L’esperienza europea del Medioevo e quella attuale nei paesi del Sud del mondo offrono elementi utili a capire come i beni comuni naturali potrebbero essere riproposti per superare la crisi del capitalismo. Una condizione è che il progresso non sia identificato con il “nuovo” mentre è un misto di presente e di passato: fare terra bruciata del patrimonio di esperienze del passato contraddice infatti ogni regola di buon senso. La crisi del capitalismo potrebbe essere l’occasione per rilanciare questa esperienza storica di auto-regolamentazione delle risorse locali e del territorio da parte delle nuove comunità  locali, da identificare nei comitati di lotta e nei movimenti ambientali e sociali che esistono mumerosissmi ovunque. Un esempio italiano noto è il Comitato NoTav della Val di Susa.
Un’altra condizione è che a questi nuovi soggetti venga riconosciuto per legge il potere di co-decidere sull’uso del loro territorio, avendo pari dignità  rispetto alle altre istituzioni già  presenti sul territorio, innanzitutto i governi locali. Il ritorno dei beni comuni qui auspicato, o la loro reinvenzione come sostiene la Fondazione tedesca Heinrich Boell, si colloca in questa prospettiva strategica: richiede di considerare i movimenti ambientali e sociali e i comitati di lotta che operano in difesa delle risorse naturali e della giustizia sociale e ambientale come istanze che esprimono le esigenze del territorio e dei suoi abitanti, avendone il potere formale e sostanziale. 
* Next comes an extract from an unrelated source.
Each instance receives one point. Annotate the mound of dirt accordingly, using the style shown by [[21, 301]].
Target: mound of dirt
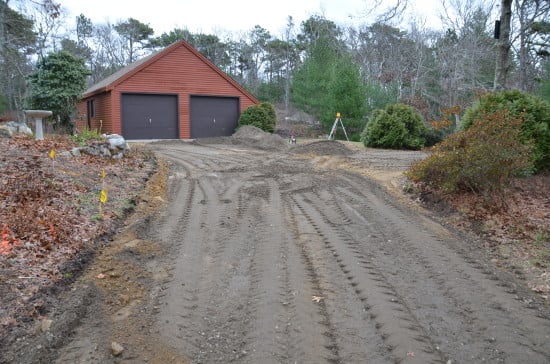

Questo modo di intendere i movimenti permetterebbe di superare il duopolio stato-mercato immettendo nel sistema un terzo soggetto di democrazia diretta e insieme elementi di democrazia politica, capaci di rompere gli steccati costruiti dal capitale per concentrare le decisioni che riguardano tutti nelle mani di pochi, sempre più lontano dai luoghi dove le persone vivono e possono dire la loro. Si metterebbero così in discussione i pilastri su cui si regge oggi l’economia mainstream – l’oblio della natura, la competitività  internazionale, la produttività , la competenza, la crescita. In sintesi, l’ingiustizia sociale e ambientale.